SACKETT: ...when you look at some of our sister cities, you can see we've been very lucky in the brand of hero who has chosen to call Metropolis his home.
We cut to Wayne Manor. Bruce Wayne lies unconscious on his bed. Alfred and Lucius Fox are in the room. Alfred is administering some form of medication to the unconscious Bruce while Fox looks on, both men wearing concerned frowns.
ALFRED: They used a girl as bait, Lucius. This can't go on.
Fox says nothing, but nods.
We cut to afterward in Metropolis. The crowd is dispersing. Sackett's driver opens the back of his limo for Sackett and Garcia to enter, which they do. As soon as the door is shut Garcia leans across to the older man.
GARCIA: What the hell was that? You trying to embarrass me, Buck?
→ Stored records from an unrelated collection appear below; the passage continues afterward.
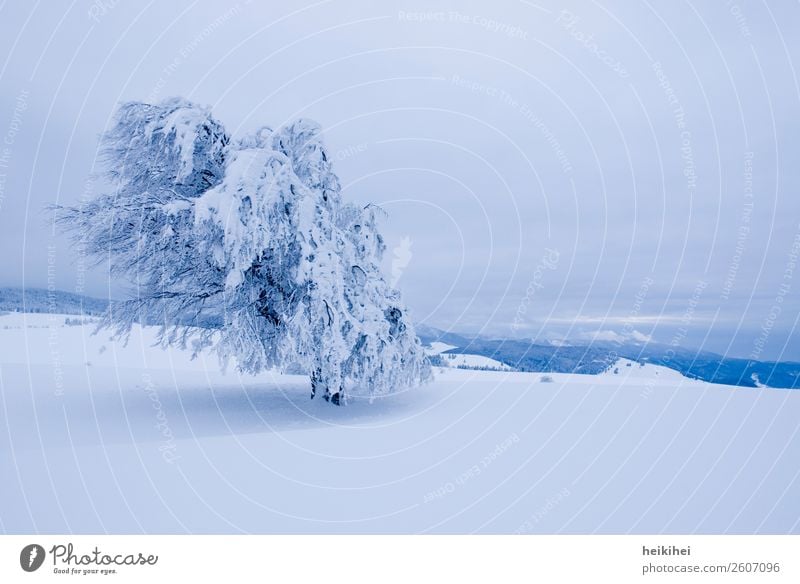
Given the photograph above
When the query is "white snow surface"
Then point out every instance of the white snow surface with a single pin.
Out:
(99, 437)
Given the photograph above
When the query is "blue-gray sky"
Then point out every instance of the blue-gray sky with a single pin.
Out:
(549, 170)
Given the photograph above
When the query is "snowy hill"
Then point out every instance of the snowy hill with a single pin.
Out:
(101, 437)
(35, 300)
(598, 356)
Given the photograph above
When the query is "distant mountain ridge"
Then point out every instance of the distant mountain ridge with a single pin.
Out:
(54, 301)
(590, 358)
(598, 356)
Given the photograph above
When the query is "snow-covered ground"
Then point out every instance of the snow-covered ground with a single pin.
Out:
(97, 437)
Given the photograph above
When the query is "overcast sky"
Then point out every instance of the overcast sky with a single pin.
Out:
(549, 170)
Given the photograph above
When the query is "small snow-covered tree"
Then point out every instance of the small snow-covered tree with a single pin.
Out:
(251, 244)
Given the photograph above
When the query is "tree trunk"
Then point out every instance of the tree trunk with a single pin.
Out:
(335, 398)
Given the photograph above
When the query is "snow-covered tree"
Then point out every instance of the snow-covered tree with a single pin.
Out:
(251, 244)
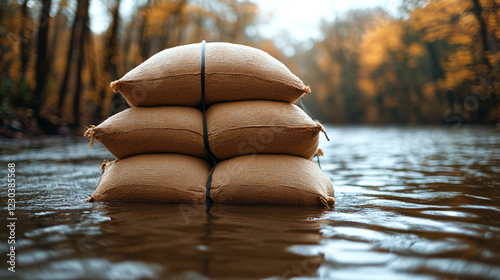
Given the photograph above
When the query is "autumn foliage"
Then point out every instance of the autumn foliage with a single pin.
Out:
(440, 64)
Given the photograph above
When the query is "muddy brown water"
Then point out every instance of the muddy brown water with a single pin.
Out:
(412, 203)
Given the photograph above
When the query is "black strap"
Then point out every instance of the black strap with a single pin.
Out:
(205, 129)
(305, 109)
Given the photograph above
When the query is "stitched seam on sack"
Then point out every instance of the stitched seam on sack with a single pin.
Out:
(258, 78)
(288, 187)
(148, 185)
(158, 79)
(208, 74)
(142, 129)
(267, 126)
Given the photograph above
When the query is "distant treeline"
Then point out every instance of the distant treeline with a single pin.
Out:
(439, 63)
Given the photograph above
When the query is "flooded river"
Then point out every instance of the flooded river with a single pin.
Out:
(412, 203)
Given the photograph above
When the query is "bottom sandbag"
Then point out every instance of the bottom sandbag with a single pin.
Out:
(154, 177)
(282, 179)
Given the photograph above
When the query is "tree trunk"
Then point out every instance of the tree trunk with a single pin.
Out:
(110, 61)
(41, 61)
(82, 40)
(24, 42)
(75, 30)
(144, 41)
(483, 29)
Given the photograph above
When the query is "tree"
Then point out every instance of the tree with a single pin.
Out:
(42, 63)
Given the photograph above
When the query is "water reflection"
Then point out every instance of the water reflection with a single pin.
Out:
(222, 241)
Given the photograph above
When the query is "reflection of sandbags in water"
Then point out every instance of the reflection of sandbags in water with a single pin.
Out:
(154, 177)
(169, 129)
(232, 72)
(254, 240)
(225, 241)
(271, 179)
(171, 235)
(264, 127)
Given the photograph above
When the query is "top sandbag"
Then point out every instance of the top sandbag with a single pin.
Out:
(232, 72)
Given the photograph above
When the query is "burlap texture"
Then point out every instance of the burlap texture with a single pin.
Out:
(232, 72)
(281, 179)
(168, 129)
(154, 177)
(263, 127)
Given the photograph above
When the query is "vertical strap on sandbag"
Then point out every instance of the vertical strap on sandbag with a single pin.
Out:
(205, 129)
(314, 119)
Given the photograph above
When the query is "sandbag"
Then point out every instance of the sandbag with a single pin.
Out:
(154, 177)
(264, 127)
(168, 129)
(232, 72)
(282, 179)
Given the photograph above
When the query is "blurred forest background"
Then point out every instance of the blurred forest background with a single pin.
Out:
(438, 62)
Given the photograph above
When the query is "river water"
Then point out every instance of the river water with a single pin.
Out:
(412, 203)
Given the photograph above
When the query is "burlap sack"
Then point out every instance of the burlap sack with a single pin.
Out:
(232, 72)
(264, 127)
(280, 179)
(154, 177)
(169, 129)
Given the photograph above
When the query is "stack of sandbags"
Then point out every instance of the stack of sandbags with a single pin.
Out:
(260, 144)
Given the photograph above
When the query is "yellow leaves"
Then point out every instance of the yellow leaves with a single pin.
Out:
(436, 19)
(415, 49)
(429, 90)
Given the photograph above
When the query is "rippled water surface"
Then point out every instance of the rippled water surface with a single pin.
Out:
(412, 203)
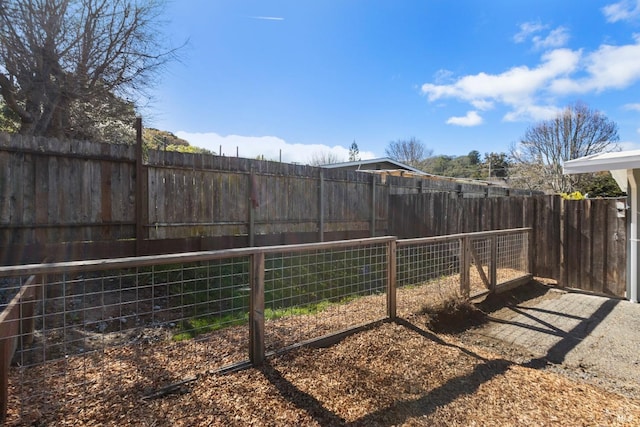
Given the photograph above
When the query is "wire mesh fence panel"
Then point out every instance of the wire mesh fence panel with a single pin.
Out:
(315, 293)
(121, 333)
(512, 256)
(480, 274)
(427, 274)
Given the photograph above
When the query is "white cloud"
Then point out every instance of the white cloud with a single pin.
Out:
(516, 87)
(626, 10)
(268, 18)
(609, 67)
(271, 147)
(526, 30)
(471, 119)
(556, 38)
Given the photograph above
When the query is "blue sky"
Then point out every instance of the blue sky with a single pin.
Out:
(298, 78)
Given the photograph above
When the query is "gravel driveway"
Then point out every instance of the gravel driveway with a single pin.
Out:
(587, 337)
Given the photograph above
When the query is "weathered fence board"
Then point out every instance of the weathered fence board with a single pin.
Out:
(56, 197)
(579, 243)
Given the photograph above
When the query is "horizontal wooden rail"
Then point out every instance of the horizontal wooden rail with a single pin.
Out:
(148, 261)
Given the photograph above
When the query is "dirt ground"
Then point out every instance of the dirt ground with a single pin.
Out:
(423, 370)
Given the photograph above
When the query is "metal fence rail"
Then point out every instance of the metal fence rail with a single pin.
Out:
(126, 327)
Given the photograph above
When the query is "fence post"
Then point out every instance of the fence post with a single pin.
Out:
(391, 280)
(373, 206)
(253, 202)
(493, 266)
(139, 188)
(321, 207)
(465, 266)
(256, 310)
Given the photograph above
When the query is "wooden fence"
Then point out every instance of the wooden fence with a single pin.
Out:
(79, 200)
(75, 200)
(581, 244)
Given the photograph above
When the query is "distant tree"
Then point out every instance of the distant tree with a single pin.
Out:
(162, 140)
(600, 184)
(9, 121)
(468, 166)
(324, 158)
(496, 164)
(408, 151)
(354, 152)
(474, 157)
(575, 132)
(69, 67)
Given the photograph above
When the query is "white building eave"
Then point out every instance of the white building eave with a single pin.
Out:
(625, 169)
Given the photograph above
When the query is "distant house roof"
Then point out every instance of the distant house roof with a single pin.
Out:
(380, 164)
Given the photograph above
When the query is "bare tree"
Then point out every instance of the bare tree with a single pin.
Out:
(324, 158)
(409, 151)
(575, 132)
(63, 61)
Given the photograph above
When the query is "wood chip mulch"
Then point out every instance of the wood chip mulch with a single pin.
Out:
(398, 373)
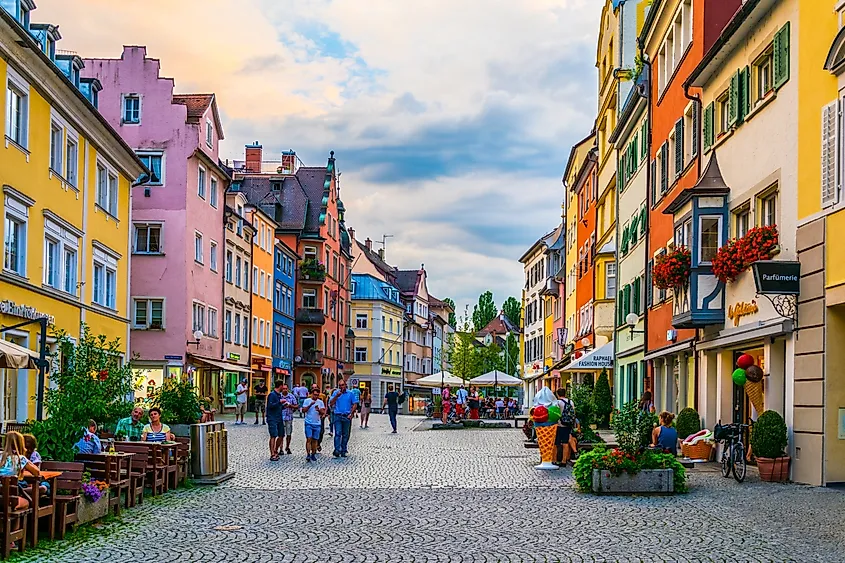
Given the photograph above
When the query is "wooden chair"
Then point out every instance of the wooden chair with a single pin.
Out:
(12, 519)
(68, 487)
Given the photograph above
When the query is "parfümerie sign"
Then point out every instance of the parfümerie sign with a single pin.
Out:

SACKETT: Not at all, Tony. We Mayors have to stick together, we're a rare breed.
GARCIA: (mutters darkly) You got that right. So what happened to the big guy anyway? Landslide in Peru? Orphanage in Sydney?
SACKETT: (shrugs)He doesn't always show. But he does show. And I get a nice handshake with him, shower him with praise, get lots of pictures taken. Me and my buddy Superman, protecting Metropolis together. (he chuckles)Any idea what that's worth in terms of votes, Tony? Being associated with the man who's just punched a couple of asteroids to so many popcorn kernels and saved nine-tenths of the registered voters within your city limits?
GARCIA: I'm thrilled for you. Besides rubbing my nose in it any further, I still don't see what any of this has to do with me.
SACKETT: Tony. My friend. Mi héroe estupendo es su héroe estupendo.
GARCIA: Are you suggesting Gotham takes Superman?
SACKETT: Not for a minute. He seems attached to this city, and who can blame him? (off Garcia's glowering look) Look, Tony...we know your re-election numbers are bad. And we know why. It's not your high unemployment, not your corruption. Not even your crime rate...
He leans forward, conspiratorially.
SACKETT: It's him. The Batman. You don't want to go down as the Mayor who couldn't catch the world's most infamous cop-killing vigilante, do you?
GARCIA: And Superman can-?
SACKETT: Use your head, Tony. They say the man flies halfway around the world to rescue kittens from trees. An appeal to him for help in bringing a criminal like Batman to justice...
Mayor Garcia mulls this over. His earlier irritation has subsided as the plus points of this proposal sink in.
SACKETT: Metropolis is extending the hand of brotherhood to its brother across the bay.
He holds out his hand.
SACKETT: What do you say, Tony?
GARCIA: And what does Metropolis expect in return?
SACKETT: (chuckles) Tony. You didn't get to where you are without playing the game, knowing how to pick your allies. I do this for you, I expect to be counted within that list. Along with anyone else I may send in your direction.
GARCIA: Anyone else?
SACKETT: (soothingly) Don't worry about it. Now. Do we have a deal?
Garcia nods and grasps the other man's hand.
GARCIA: How do we do this?
SACKETT: Simple. Driver...take us to the Daily Planet.